I sell almost nothing by HSAs and let the client know that they can fund the plan if they wish. I refer them to a couple of banks with no fees and let them do it.

I have no idea how many clients fund the plan and I really don't care. I sell HSA plans simply because they are comprehensive, have few limitations, and they are priced right.

Rick
 
I have a very simple approach to selling the HSA and other non-copay plans.

A) Price the plan they want. If they want a copay & $500 deductible I give it to them.

B) Ask when they last hit their $500 deductible. Ask if they are aware their liability after the deductible is another $2000. (Of course they don't know this because they never went thru the $500 and never read their policy).

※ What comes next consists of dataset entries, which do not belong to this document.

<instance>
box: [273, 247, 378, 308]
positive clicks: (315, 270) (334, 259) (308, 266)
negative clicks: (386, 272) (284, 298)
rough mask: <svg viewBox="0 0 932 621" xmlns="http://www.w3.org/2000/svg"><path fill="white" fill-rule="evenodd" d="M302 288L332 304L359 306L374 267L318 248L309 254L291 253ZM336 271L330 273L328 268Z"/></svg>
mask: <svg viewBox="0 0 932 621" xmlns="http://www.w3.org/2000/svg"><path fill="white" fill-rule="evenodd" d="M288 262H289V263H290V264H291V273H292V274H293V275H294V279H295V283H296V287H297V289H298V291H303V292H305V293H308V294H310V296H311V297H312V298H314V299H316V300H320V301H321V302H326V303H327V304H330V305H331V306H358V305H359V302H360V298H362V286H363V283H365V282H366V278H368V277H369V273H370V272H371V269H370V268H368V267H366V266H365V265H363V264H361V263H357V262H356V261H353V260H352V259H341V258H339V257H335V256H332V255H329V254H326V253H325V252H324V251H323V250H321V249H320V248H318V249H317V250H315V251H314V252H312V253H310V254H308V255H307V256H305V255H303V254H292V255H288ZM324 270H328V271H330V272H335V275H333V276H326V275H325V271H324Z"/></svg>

C) Price a $2500 plan. Tell them the $2500 plan is just like the $500 plan but with $2000 more risk if they have a bad claim year. Point out they are saving (in many cases) about $3000 a year for taking on $2000 more risk. Ask if that makes sense to them.

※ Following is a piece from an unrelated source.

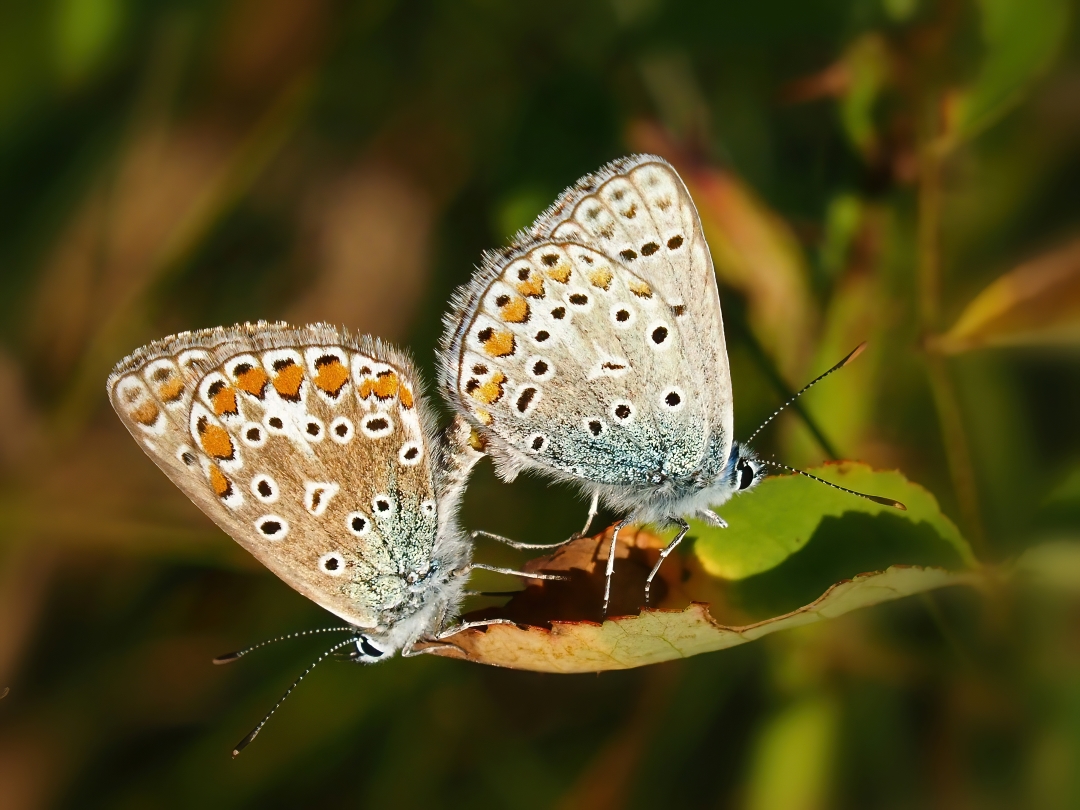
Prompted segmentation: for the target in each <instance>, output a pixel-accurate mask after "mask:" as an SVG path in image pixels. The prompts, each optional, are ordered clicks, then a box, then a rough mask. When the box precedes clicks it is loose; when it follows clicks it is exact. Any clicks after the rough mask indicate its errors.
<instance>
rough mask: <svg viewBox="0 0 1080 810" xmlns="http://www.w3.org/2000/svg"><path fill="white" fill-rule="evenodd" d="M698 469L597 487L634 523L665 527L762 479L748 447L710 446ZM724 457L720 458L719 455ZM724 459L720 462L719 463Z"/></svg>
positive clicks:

D) Ask how often they go to the doc. Women go 1 to 2x per year. Kids maybe a couple of times (except those under age 2) and men go only if they are unconscious. Quote them a $2500 deductible with no copays. Ask how they feel about saving another $100 per month. Tell them if they buy the copay plan and someone goes to the doc every month they are paying $130 ($100 in premium + $30 copay) to see the doc. Even if they don't go to the doc that month they are still paying $100 just for the privilege of seeing the doc for $30.

E) Tell them money they pay to the carrier belongs to the carrier. At the end of the year the carrier does not send a rebate check or even a thank you note. They KEEP your money and give you a rate increase.

F) Ask if they would rather send the money to the carrier and only get it back if they get seriously ill or are run over by a truck. Or would they rather send less money to the carrier and keep the balance in their bank.

Most people go for option 2.

By following these simple steps you have taken them from a $500 - $1000 deductible plan with copays and a $900 family premium to a $2500 deductible plan with no copays for $300 per month. That $600 savings makes you look like a genius.

Now you are ready to talk about the HSA which is nothing more than the plan you just sold them plus a bank account.

Option 1, the carrier keeps all your money.

Option 2, the carrier keeps some and you keep some.

Which do you like better?

Probably 95% of my sales do not involve a copay.